What's the News: The world's population is projected to reach 7 billion this October and continue climbing, reaching 10.1 billion by the end of the 21st century, says an official United Nations report (PDF) released earlier this week. This is a significant departure from earlier projections that said the population would peak at just over 9 billion, then level off and even slightly decline. How the Heck:
Projecting the world population is based on looking at fertility and mortality rates, and how they may be affected by government policies, available services, and behavior. Starting with a few possible fertility and mortality trajectories, researchers in the Population Division of the UN Department of Economic and Social Affairs work out what those would mean for overall population.
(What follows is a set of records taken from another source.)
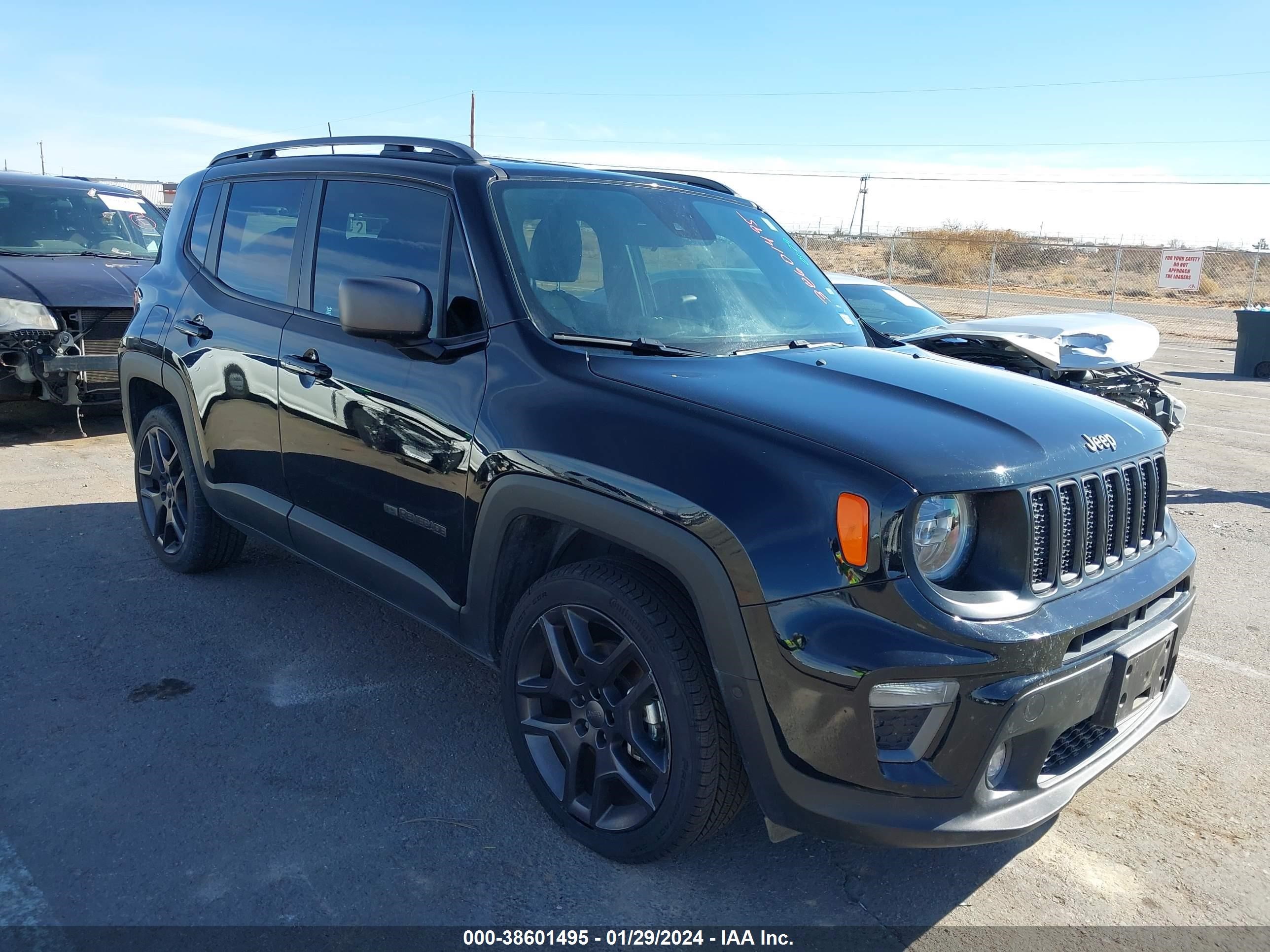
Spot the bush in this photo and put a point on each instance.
(954, 256)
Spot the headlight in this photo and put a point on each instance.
(25, 315)
(942, 535)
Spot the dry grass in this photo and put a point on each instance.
(954, 257)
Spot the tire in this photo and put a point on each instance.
(633, 657)
(182, 528)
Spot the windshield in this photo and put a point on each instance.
(691, 271)
(889, 311)
(49, 220)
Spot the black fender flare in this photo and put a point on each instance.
(135, 365)
(673, 547)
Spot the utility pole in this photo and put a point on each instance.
(864, 197)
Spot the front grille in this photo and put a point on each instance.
(1084, 525)
(1074, 746)
(102, 329)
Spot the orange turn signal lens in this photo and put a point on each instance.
(854, 528)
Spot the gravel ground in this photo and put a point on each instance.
(336, 765)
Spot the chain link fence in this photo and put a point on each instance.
(964, 277)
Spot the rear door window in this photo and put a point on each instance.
(259, 237)
(373, 229)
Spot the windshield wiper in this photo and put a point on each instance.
(789, 345)
(640, 345)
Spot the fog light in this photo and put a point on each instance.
(912, 693)
(997, 765)
(909, 715)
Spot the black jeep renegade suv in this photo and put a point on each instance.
(618, 436)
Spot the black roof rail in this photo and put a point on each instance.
(681, 178)
(393, 145)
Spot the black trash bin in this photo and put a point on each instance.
(1253, 347)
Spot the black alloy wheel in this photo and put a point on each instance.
(615, 714)
(592, 717)
(181, 525)
(163, 490)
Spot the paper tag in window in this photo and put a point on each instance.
(122, 204)
(903, 299)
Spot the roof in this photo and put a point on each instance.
(442, 159)
(839, 278)
(26, 178)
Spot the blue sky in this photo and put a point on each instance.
(154, 91)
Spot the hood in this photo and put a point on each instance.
(1062, 342)
(71, 281)
(936, 423)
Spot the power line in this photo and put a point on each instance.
(883, 145)
(903, 178)
(882, 92)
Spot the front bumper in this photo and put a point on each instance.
(807, 733)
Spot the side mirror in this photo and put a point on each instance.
(388, 309)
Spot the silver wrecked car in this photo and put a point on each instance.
(1099, 353)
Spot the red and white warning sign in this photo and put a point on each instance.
(1180, 271)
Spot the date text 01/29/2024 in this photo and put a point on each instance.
(621, 938)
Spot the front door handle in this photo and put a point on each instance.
(193, 327)
(307, 365)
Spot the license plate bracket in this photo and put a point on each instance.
(1139, 673)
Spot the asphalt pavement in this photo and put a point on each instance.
(267, 746)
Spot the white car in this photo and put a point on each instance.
(1094, 352)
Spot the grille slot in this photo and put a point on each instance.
(1132, 510)
(1080, 526)
(1094, 510)
(1116, 507)
(1043, 531)
(1068, 519)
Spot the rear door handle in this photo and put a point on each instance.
(193, 327)
(307, 365)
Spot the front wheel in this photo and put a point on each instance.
(615, 715)
(182, 528)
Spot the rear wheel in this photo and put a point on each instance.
(615, 715)
(183, 530)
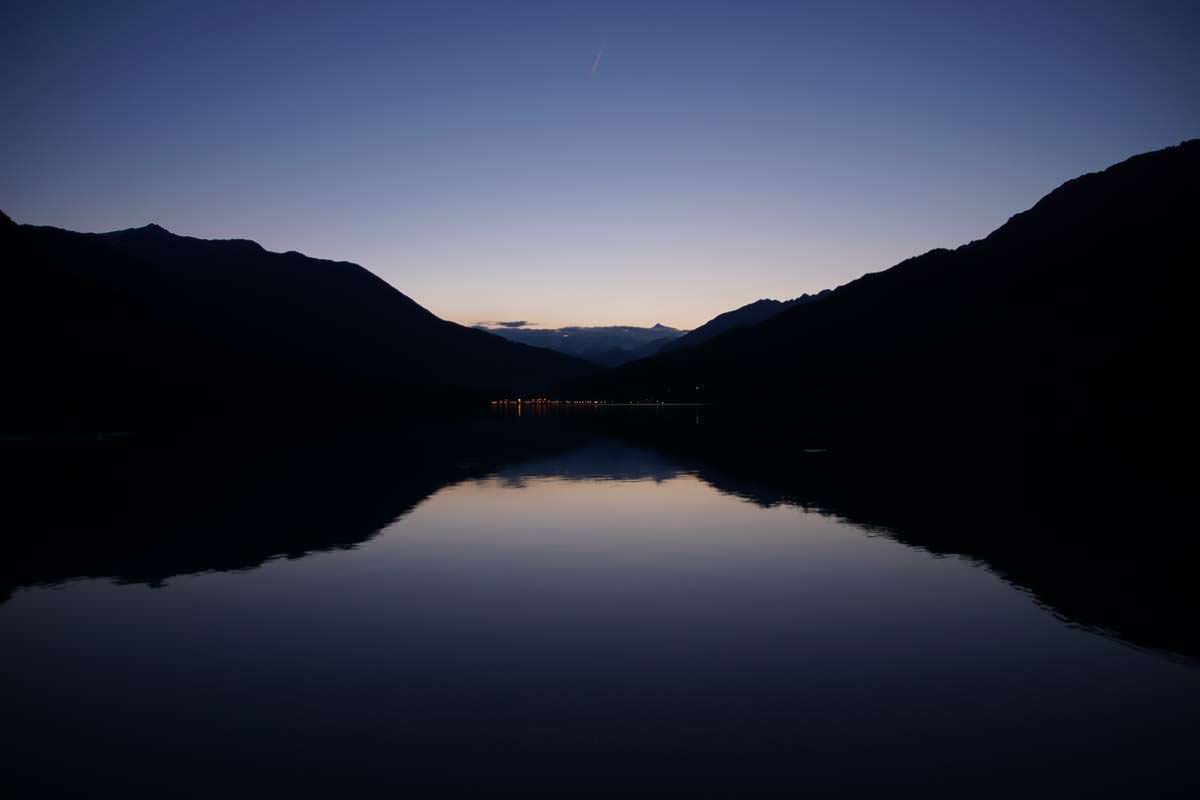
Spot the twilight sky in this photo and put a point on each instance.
(492, 163)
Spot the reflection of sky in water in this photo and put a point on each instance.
(529, 619)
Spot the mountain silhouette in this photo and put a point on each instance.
(607, 346)
(1072, 320)
(142, 326)
(749, 314)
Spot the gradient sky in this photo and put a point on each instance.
(483, 158)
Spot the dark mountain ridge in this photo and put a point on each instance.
(606, 346)
(749, 314)
(142, 326)
(1071, 319)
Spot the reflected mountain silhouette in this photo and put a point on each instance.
(1098, 548)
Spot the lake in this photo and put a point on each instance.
(567, 612)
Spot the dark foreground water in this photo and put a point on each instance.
(597, 615)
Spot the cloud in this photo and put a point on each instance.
(509, 323)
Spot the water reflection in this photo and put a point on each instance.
(504, 607)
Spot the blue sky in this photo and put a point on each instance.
(468, 152)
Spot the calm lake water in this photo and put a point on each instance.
(603, 617)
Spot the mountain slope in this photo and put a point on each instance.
(749, 314)
(1072, 318)
(137, 325)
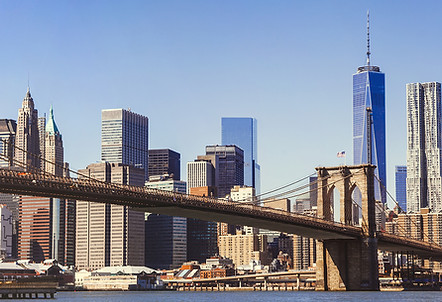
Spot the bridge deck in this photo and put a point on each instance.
(204, 208)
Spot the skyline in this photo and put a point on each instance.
(178, 62)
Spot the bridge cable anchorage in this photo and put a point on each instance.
(102, 185)
(406, 215)
(282, 187)
(308, 185)
(29, 167)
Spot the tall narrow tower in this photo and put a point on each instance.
(369, 92)
(27, 137)
(424, 147)
(124, 138)
(53, 147)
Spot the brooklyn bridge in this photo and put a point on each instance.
(346, 253)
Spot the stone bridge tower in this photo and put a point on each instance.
(347, 264)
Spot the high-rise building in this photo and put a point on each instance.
(369, 121)
(124, 138)
(201, 234)
(6, 225)
(164, 162)
(229, 167)
(242, 132)
(166, 236)
(27, 152)
(401, 187)
(8, 130)
(424, 138)
(46, 228)
(41, 126)
(244, 194)
(200, 173)
(53, 151)
(108, 234)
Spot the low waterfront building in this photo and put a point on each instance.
(123, 278)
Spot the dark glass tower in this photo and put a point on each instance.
(242, 132)
(401, 187)
(369, 92)
(164, 161)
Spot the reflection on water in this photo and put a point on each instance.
(247, 296)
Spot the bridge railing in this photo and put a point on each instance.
(123, 192)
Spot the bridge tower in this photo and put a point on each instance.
(347, 264)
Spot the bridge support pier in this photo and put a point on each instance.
(347, 264)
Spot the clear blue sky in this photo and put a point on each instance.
(186, 64)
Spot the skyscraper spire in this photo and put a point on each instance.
(368, 38)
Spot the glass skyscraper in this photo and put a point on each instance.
(124, 138)
(424, 147)
(401, 187)
(369, 92)
(241, 131)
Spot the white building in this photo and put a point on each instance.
(200, 173)
(424, 183)
(247, 195)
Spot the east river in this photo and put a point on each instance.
(247, 296)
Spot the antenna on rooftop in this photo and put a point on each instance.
(368, 38)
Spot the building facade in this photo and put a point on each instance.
(229, 167)
(27, 153)
(424, 183)
(244, 248)
(166, 236)
(242, 132)
(200, 173)
(164, 162)
(124, 138)
(401, 187)
(6, 241)
(108, 234)
(369, 125)
(46, 228)
(8, 129)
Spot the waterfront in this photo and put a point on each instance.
(248, 296)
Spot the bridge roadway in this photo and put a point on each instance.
(204, 208)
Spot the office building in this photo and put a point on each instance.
(46, 228)
(41, 126)
(401, 187)
(53, 151)
(27, 152)
(243, 194)
(200, 173)
(229, 167)
(369, 125)
(6, 225)
(8, 129)
(164, 162)
(424, 183)
(242, 132)
(166, 236)
(201, 235)
(108, 234)
(124, 138)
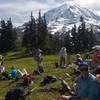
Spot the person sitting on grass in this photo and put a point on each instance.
(87, 85)
(13, 72)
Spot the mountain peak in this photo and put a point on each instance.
(69, 14)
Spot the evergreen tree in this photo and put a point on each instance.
(8, 36)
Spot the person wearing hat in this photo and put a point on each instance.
(62, 55)
(87, 85)
(38, 57)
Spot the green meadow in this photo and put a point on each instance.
(21, 60)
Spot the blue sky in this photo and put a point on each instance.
(19, 10)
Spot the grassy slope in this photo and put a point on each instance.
(20, 61)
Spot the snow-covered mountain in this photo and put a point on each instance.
(65, 16)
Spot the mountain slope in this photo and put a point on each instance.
(65, 16)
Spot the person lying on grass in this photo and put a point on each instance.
(87, 85)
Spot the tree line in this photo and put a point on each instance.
(36, 35)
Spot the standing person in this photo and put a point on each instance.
(87, 85)
(38, 58)
(13, 72)
(1, 59)
(62, 55)
(2, 68)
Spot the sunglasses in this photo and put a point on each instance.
(83, 69)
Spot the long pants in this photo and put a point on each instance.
(62, 61)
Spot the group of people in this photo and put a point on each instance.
(88, 86)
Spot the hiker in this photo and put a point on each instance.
(13, 72)
(1, 59)
(21, 73)
(2, 68)
(38, 57)
(87, 85)
(26, 80)
(78, 59)
(77, 62)
(62, 55)
(95, 62)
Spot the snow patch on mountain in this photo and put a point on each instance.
(65, 16)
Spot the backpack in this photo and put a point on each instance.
(41, 69)
(26, 81)
(17, 93)
(48, 79)
(36, 72)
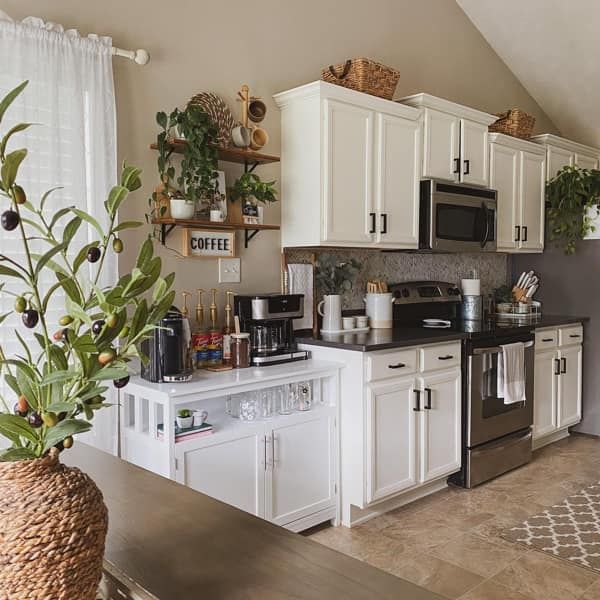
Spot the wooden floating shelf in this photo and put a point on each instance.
(248, 158)
(167, 225)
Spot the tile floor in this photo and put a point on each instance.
(450, 541)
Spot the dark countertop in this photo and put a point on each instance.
(177, 543)
(398, 337)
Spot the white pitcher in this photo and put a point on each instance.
(379, 309)
(332, 314)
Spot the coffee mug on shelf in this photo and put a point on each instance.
(240, 136)
(258, 138)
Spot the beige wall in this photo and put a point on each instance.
(272, 45)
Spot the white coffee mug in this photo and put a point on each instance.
(379, 308)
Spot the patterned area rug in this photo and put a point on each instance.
(569, 530)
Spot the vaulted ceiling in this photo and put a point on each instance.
(552, 48)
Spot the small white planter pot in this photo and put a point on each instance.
(184, 422)
(182, 208)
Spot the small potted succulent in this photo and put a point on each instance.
(249, 189)
(185, 418)
(61, 375)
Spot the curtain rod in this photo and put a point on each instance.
(139, 56)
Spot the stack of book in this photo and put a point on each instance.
(182, 435)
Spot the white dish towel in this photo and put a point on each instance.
(511, 373)
(300, 281)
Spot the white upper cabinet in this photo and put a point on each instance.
(561, 152)
(349, 169)
(347, 173)
(517, 173)
(455, 145)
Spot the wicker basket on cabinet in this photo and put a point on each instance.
(514, 122)
(364, 75)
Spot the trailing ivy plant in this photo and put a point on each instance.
(60, 379)
(250, 186)
(570, 195)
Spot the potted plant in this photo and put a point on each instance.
(572, 199)
(60, 377)
(185, 418)
(198, 178)
(250, 190)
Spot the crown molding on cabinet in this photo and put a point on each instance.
(428, 101)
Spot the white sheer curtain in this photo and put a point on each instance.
(70, 97)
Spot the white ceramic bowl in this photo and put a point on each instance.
(182, 209)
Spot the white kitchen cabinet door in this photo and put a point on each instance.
(474, 153)
(557, 159)
(570, 385)
(301, 477)
(586, 162)
(440, 431)
(545, 398)
(232, 471)
(532, 195)
(348, 174)
(397, 176)
(504, 177)
(441, 151)
(390, 438)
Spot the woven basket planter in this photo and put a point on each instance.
(364, 75)
(53, 524)
(514, 122)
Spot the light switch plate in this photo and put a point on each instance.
(229, 270)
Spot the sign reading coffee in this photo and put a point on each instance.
(205, 244)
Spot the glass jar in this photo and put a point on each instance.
(240, 350)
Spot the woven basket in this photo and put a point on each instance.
(53, 523)
(364, 75)
(514, 122)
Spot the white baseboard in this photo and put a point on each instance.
(358, 515)
(555, 436)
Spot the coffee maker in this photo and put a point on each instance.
(169, 350)
(268, 318)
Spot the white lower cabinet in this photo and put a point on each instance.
(412, 432)
(281, 473)
(391, 438)
(440, 441)
(558, 383)
(300, 476)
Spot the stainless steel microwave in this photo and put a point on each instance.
(456, 218)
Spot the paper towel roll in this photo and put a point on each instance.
(471, 287)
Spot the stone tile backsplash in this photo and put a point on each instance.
(395, 267)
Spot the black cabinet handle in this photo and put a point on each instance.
(417, 408)
(372, 215)
(428, 402)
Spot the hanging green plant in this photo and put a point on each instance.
(570, 195)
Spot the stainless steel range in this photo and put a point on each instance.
(496, 437)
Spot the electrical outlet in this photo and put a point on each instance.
(229, 270)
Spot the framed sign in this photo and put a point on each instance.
(208, 244)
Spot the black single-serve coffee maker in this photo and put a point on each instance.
(169, 350)
(268, 318)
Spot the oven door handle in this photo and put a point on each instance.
(495, 349)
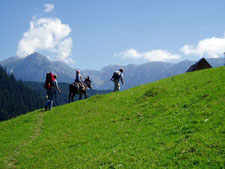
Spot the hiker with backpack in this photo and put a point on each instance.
(51, 85)
(78, 79)
(116, 77)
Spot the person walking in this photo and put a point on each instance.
(79, 80)
(116, 78)
(51, 85)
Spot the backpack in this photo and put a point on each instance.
(49, 80)
(116, 75)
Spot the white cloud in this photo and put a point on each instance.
(211, 47)
(49, 7)
(153, 55)
(47, 34)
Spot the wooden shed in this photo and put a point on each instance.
(201, 64)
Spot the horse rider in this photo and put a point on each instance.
(79, 80)
(116, 77)
(51, 92)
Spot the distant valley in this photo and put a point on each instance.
(35, 66)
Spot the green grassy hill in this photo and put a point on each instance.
(177, 122)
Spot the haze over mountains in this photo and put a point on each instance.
(35, 66)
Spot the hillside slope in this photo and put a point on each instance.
(177, 122)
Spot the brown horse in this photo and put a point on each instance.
(74, 89)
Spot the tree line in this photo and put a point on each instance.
(16, 98)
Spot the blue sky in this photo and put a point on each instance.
(90, 34)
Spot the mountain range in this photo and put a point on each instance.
(34, 68)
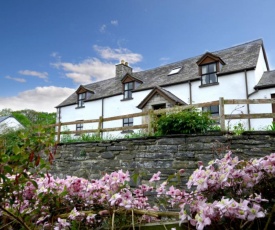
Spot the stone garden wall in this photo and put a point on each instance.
(150, 155)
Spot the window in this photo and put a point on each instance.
(174, 71)
(81, 98)
(128, 87)
(213, 110)
(128, 122)
(79, 127)
(209, 75)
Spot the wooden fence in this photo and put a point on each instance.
(150, 114)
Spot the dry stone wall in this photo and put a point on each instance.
(149, 155)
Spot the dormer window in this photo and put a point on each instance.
(129, 84)
(209, 65)
(128, 87)
(83, 94)
(175, 70)
(81, 98)
(209, 74)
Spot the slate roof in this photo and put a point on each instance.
(170, 96)
(237, 58)
(267, 80)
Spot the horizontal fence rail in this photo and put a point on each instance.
(151, 113)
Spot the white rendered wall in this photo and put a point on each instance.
(230, 87)
(260, 67)
(116, 106)
(261, 124)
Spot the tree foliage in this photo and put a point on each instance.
(29, 117)
(184, 122)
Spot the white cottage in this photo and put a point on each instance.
(239, 72)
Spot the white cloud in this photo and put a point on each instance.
(40, 99)
(42, 75)
(114, 22)
(22, 80)
(93, 69)
(103, 28)
(118, 54)
(88, 70)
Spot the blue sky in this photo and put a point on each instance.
(48, 48)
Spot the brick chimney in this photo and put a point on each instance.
(122, 69)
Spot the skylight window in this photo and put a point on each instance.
(174, 71)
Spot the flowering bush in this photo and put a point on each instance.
(227, 192)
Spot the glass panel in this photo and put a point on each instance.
(131, 85)
(204, 79)
(204, 69)
(213, 78)
(215, 109)
(212, 68)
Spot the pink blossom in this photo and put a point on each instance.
(155, 177)
(61, 224)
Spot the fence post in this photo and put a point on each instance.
(99, 126)
(222, 119)
(58, 132)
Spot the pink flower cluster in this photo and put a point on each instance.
(221, 190)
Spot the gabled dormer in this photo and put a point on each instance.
(129, 83)
(209, 65)
(82, 95)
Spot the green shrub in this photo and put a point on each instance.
(184, 122)
(271, 127)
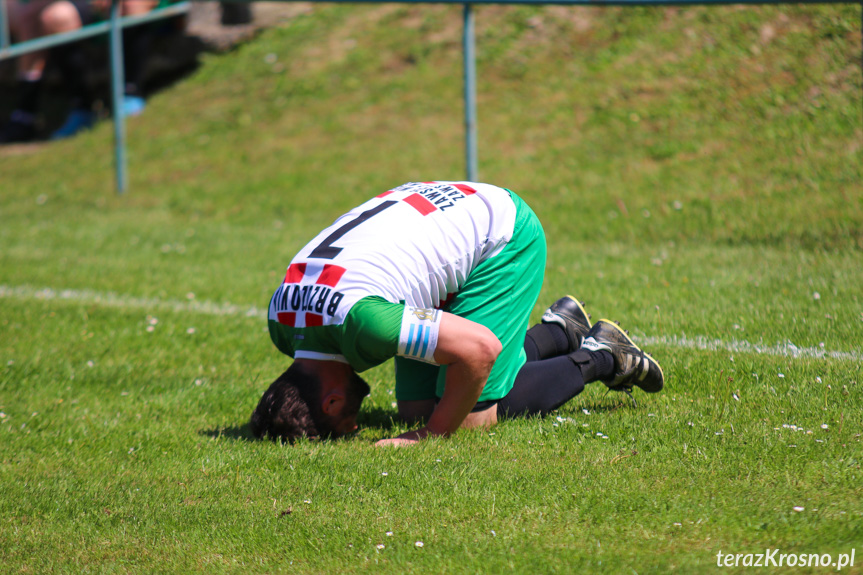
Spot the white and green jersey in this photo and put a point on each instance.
(367, 287)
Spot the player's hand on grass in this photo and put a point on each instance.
(405, 439)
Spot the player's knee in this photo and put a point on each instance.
(488, 347)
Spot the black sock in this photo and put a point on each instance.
(545, 340)
(542, 386)
(594, 365)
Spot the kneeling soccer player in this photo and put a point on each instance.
(441, 276)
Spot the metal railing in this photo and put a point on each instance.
(114, 28)
(116, 23)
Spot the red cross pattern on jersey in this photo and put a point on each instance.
(308, 302)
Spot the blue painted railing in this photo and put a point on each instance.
(116, 23)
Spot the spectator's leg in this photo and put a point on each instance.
(24, 24)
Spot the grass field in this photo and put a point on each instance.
(698, 172)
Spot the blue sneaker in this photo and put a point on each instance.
(133, 106)
(77, 121)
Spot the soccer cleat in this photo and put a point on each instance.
(631, 365)
(568, 314)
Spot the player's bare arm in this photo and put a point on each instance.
(469, 351)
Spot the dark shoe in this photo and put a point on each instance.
(568, 314)
(631, 365)
(20, 128)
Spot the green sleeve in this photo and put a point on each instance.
(370, 334)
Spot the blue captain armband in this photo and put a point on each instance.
(418, 335)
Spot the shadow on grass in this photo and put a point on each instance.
(376, 417)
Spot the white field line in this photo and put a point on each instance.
(786, 349)
(109, 299)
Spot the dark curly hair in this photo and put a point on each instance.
(291, 408)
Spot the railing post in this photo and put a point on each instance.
(117, 83)
(469, 54)
(4, 25)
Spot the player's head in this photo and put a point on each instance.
(312, 399)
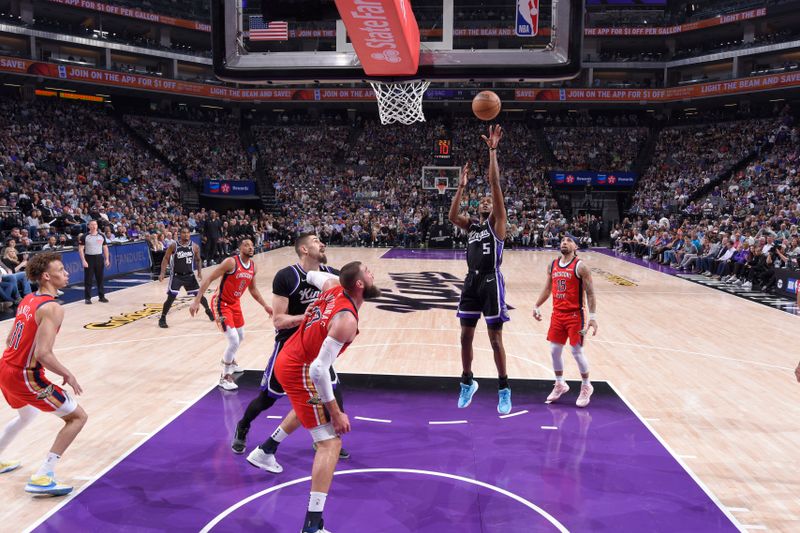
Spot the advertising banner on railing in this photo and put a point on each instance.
(229, 188)
(599, 180)
(184, 88)
(135, 14)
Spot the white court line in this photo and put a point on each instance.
(509, 415)
(530, 505)
(666, 446)
(121, 458)
(599, 341)
(381, 420)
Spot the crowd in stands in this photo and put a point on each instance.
(205, 150)
(596, 148)
(688, 158)
(742, 231)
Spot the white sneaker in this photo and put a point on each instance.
(265, 461)
(585, 395)
(558, 390)
(9, 466)
(226, 382)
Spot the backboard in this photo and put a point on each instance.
(467, 40)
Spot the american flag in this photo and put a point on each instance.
(268, 31)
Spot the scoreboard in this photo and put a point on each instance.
(443, 151)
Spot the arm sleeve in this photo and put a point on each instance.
(320, 369)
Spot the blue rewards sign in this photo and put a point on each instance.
(598, 180)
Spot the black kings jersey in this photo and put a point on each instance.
(484, 249)
(290, 282)
(182, 260)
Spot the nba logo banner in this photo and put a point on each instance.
(527, 18)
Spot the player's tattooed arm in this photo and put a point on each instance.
(228, 265)
(256, 294)
(545, 294)
(454, 215)
(588, 285)
(165, 261)
(499, 216)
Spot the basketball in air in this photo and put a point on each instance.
(486, 105)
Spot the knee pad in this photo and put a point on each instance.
(580, 358)
(555, 354)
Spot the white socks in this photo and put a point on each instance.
(316, 502)
(49, 465)
(279, 434)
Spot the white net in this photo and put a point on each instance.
(400, 102)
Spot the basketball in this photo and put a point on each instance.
(486, 105)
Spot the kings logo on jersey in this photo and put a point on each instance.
(527, 18)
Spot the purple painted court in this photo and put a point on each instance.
(551, 468)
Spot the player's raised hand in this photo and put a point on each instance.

These projections differ from earlier ones because fertility rates in many developing countries---particularly in Africa---aren't declining as quickly as demographers had thought they would. Nigeria, for instance, is currently the most populous country in Africa, with a population of about 160 million; that number is projected to rise 150%, to 390 million, by 2050, and to 730 million by the end of the century. Africa's total population is projected to increased from 1 billion today to 3.6 billion by 2100.
What's the Context:
Projections aren't the same as predictions. They show us what would happen, if demographic trends follow certain paths, but they don't claim that's what will happen.
A primary reason for the decline, John Bongaarts, a demographer at the Population Council research group, told ScienceNOW, is decreased funding for family planning programs. Such programs were a focus of development efforts in the 1970s and 1980s, but lost funding because African governments didn't make them a priority; economists discouraged investing in them, saying they didn't work; and conservative governments (such as the Bush administration) and the Vatican have been strongly against such programs.
These projections don't necessarily spell disaster, demographers say, but they're bad news. “Every billion more people makes life more difficult for everybody — it’s as simple as that,” Bongaarts told the New York Times. “Is it the end of the world? No. Can we feed 10 billion people? Probably. But we obviously would be better off with a smaller population.”
Not So Fast:
Projecting population nearly a century from now comes with a lot of caveats. Food and water shortages, wars, and other catastrophes, in addition to social, political, and economic changes, could all slow or stop population growth.
The Future Holds:
That's the big question. Changes in policy may well change population trajectory; e.g., improved education and access to family planning services could bring the numbers down.